All patients showed synostosis of spheno-occipital synchondroses, eight showed synostosis of intra-occipital synchondroses, nine showed CCJ impingement on the cervical cord but only three had cervical myelopathy. Compared to controls, clivus and exocciput lengths, LL and AP diameters of FM, FM area and JF area were significantly reduced, supraocciput length, tentorial angle, PCFV, PCFBV, cerebellar volume, supratentorial ventricular system volume were significantly increased. A correlation was found between clivus length and supratentorial ventricular volume, premature closure of intra-occipital synchondroses and FM area while a trend was found between FM area and supraocciput length.

CONCLUSION

Our analysis demonstrates a relationship between the shortening of the clivus and the ventriculomegaly.

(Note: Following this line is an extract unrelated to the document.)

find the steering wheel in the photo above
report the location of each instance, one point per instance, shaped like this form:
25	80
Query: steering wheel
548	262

On the other hand the premature closure of PCF synchondroses, the shape, and the growth direction of supraocciput bone contribute to reduce the FM area, causing in some patients medullary compression.

摘要

目的

我们提出一种基于磁共振成像(MRI)的定量形态容积分析方法,用于研究软骨发育不全患者后颅窝(PCF)和颅颈交界区(CCJ)的变化,探讨其与脑室扩大和延髓受压的可能关联。

方法

我们分析了13例未经手术治疗的软骨发育不全儿童的MRI。采用三维扰相梯度回波(3D FSPGR)T1加权图像分析(1)PCF软骨结合;(2)PCF容积(PCFV)、PCF脑容积(PCFBV)、PCFV/PCFBV比值、小脑容积、脑脊液(CSF)间隙容积和第四脑室容积;(3)PCF(斜坡、枕骨上部、枕骨外侧长度、小脑幕切迹角)和CCJ(枕大孔(FM)的前后径和上下径)形态学测量;(4)FM和颈静脉孔(JF)面积测量;(5)幕上脑室容积。

结果

所有患者均表现为蝶枕软骨结合骨化,8例表现为枕内软骨结合骨化,9例表现为CCJ对颈髓的压迫,但仅有3例出现颈髓病变。与对照组相比,斜坡和枕骨外侧长度、FM的上下径和前后径、FM面积和JF面积显著减小,枕骨上部长度、小脑幕切迹角、PCFV、PCFBV、小脑容积、幕上脑室系统容积显著增加。发现斜坡长度与幕上脑室容积、枕内软骨结合过早闭合与FM面积之间存在相关性,同时发现FM面积与枕骨上部长度之间存在一定趋势。

结论

我们的分析表明斜坡缩短与脑室扩大之间存在关联。另一方面,PCF软骨结合过早闭合、枕骨上部骨的形状和生长方向导致FM面积减小,在一些患者中引起延髓受压。